The MTD was declared at lenalidomide 15 mg and bortezomib 1.0 mg/m2. "Very importantly, despite up to 40 cycles of therapy, not a single case of grade 3 or greater peripheral neuropathy occurred," Dr. Richardson said. One case of deep vein thrombosis was reported in a patient receiving lenalidomide alone plus a low-molecular-weight heparin. While there were dose reductions in 16 patients, no patients discontinued therapy.

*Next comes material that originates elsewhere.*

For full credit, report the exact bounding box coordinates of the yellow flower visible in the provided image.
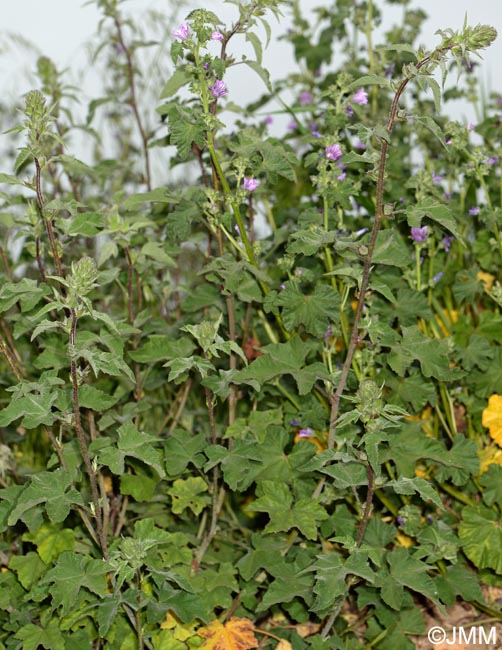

The overall response rate of 58% included a 6% complete response/near complete response (CR/nCR) rate, a 33% partial response (PR) rate, and a 19% minimal response (MR) rate. "The exciting thing is that these responses were durable at a median of 8 months," Dr. Richardson said. Eleven patients remain on therapy beyond 1 year. Among those patients with progressive disease, for whom dexamethasone was added, some disease stabilization has been reported—PR/MR/SD in 11 of 15 patients (73%).

Dr. Richardson concluded, "We were impressed with the combination of lenalidomide and bortezomib with or without dexamethasone. We are hopeful that this may provide a relatively steroid-sparing approach and that this combination will provide a therapeutic backbone to which other novel agents can be added."